We seem to have an issue with EndPoint Single Sign On on Windows Vista. Password syncing/SSO all seems to be working fine but we have a problem when a user's password has expired.
On a standard Windows Vista build without EndPoint installed we get the following prompt when logging on to a PC where the users domain password expired:
"Your Password has expired and must be changed." By clicking on OK we get the standard Vista change password screen where we enter a new password and confirm and then proceed to login.
However on a Vista build with EndPoint installed we receive a different prompt:
"Logon Failure: The specified account password has expired". When we click OK we are presented with the McAfee EndPoint SSO credentials Dialogue box to provide single sign on credentials. Crucially we do not get the option to set a new password?
I cannot understand why we are receiving two different prompts and not being given the opportunity to set a new password on an EndPoint encrypted PC?
We have all the Windows Logon options configured on the server, prior to the password expiring the PBA and Windows passwords are in sync and single sign on is working as expected.
We are using pre-boot and SSO on our Windows Vista workstations. We concluded that if the Windows password expires when the user is logged in and working, this is synched to pre-boot and on the next reboot, we have to recover the user in preboot and reset the password in Active Directory.

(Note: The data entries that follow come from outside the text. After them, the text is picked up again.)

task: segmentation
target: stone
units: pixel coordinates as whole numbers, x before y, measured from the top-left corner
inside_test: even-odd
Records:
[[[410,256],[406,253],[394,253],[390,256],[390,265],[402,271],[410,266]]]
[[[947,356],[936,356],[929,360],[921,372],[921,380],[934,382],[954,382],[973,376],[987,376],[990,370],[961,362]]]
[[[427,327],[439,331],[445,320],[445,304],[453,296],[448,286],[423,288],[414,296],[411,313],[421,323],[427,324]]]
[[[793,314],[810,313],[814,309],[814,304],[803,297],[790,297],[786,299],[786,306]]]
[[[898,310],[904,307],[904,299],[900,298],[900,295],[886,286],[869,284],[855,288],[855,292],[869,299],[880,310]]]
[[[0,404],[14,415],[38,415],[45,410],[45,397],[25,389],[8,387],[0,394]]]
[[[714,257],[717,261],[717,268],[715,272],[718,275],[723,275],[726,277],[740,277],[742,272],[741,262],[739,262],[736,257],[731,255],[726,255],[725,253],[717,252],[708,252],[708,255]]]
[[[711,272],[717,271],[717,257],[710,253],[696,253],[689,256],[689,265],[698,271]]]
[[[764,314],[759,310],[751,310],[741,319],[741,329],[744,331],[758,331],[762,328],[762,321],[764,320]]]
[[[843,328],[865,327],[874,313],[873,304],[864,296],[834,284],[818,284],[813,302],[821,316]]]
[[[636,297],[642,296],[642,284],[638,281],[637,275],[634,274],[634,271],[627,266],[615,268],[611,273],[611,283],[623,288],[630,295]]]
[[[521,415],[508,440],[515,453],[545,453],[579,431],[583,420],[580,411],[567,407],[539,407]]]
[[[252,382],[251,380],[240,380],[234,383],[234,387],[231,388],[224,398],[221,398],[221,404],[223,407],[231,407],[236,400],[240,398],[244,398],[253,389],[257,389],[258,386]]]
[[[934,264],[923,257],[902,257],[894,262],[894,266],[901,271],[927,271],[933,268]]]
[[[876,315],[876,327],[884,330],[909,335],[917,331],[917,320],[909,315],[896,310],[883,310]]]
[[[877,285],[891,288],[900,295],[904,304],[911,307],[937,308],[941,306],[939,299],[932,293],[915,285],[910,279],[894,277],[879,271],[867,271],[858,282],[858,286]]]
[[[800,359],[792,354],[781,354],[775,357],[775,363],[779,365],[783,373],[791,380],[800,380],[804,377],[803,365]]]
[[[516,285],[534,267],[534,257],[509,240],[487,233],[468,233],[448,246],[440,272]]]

We're now looking into forcing the user to change their password before it expires. We're also looking into logging a case at McAfee support about this issue.
If we have a solution or think of something, I'll let you know.

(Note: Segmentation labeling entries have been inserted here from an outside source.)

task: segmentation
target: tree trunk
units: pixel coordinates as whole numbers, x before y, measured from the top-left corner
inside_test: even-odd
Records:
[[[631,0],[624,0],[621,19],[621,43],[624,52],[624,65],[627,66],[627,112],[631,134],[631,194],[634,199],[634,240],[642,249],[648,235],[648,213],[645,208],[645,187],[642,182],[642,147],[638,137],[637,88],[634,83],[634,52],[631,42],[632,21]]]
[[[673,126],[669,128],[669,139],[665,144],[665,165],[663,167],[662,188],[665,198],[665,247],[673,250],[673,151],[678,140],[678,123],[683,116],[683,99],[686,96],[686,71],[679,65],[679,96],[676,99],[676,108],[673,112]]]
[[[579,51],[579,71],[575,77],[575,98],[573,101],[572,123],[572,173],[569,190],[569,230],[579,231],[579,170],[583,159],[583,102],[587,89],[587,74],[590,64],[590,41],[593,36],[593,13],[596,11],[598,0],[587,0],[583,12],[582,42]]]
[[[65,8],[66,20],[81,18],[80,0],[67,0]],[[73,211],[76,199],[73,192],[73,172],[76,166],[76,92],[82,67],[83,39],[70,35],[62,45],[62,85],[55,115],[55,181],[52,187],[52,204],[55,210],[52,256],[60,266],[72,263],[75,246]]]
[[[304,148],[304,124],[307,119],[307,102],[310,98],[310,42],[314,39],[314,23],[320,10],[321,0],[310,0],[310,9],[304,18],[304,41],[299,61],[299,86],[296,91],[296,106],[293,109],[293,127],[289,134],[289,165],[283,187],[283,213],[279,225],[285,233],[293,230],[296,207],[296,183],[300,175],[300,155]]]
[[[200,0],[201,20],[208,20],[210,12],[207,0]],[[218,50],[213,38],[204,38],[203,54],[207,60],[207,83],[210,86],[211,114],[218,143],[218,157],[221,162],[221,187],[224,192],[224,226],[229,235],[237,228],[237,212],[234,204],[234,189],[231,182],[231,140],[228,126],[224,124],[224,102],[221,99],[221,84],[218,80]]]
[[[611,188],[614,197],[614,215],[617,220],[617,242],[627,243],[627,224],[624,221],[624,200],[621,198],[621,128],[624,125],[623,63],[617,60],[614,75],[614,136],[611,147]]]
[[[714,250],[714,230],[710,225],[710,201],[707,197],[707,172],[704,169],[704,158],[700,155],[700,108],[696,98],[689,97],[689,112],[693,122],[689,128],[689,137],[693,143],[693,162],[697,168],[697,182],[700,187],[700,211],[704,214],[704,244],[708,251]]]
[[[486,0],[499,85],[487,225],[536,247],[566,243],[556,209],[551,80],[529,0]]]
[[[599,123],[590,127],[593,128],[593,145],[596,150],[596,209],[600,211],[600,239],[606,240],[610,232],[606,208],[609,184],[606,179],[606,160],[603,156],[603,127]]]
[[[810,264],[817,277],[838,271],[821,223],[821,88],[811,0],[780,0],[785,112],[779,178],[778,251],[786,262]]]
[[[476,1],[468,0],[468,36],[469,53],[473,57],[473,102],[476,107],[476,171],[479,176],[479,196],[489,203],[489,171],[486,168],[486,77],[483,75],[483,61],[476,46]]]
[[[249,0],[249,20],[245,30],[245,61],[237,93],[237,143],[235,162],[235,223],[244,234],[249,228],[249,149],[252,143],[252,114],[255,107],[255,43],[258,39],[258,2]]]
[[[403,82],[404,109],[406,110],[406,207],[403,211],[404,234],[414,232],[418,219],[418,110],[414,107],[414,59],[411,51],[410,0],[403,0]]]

What version of EndPoint are you on? We are a couple of versions behind and was hoping that this has maybe been fixed in new 5701? Although the release notes for 5600 or 5701 do not mention any SSO updates.
Just setup a test environment with 5701 and a Vanilla Vista build and we get the same problem. Definitely seems to be an bug in the software. I'm surprised this has not been picked up and resolved considering how long Vista has been out now. I think we will need to raise a support call for this too. Thanks for your help.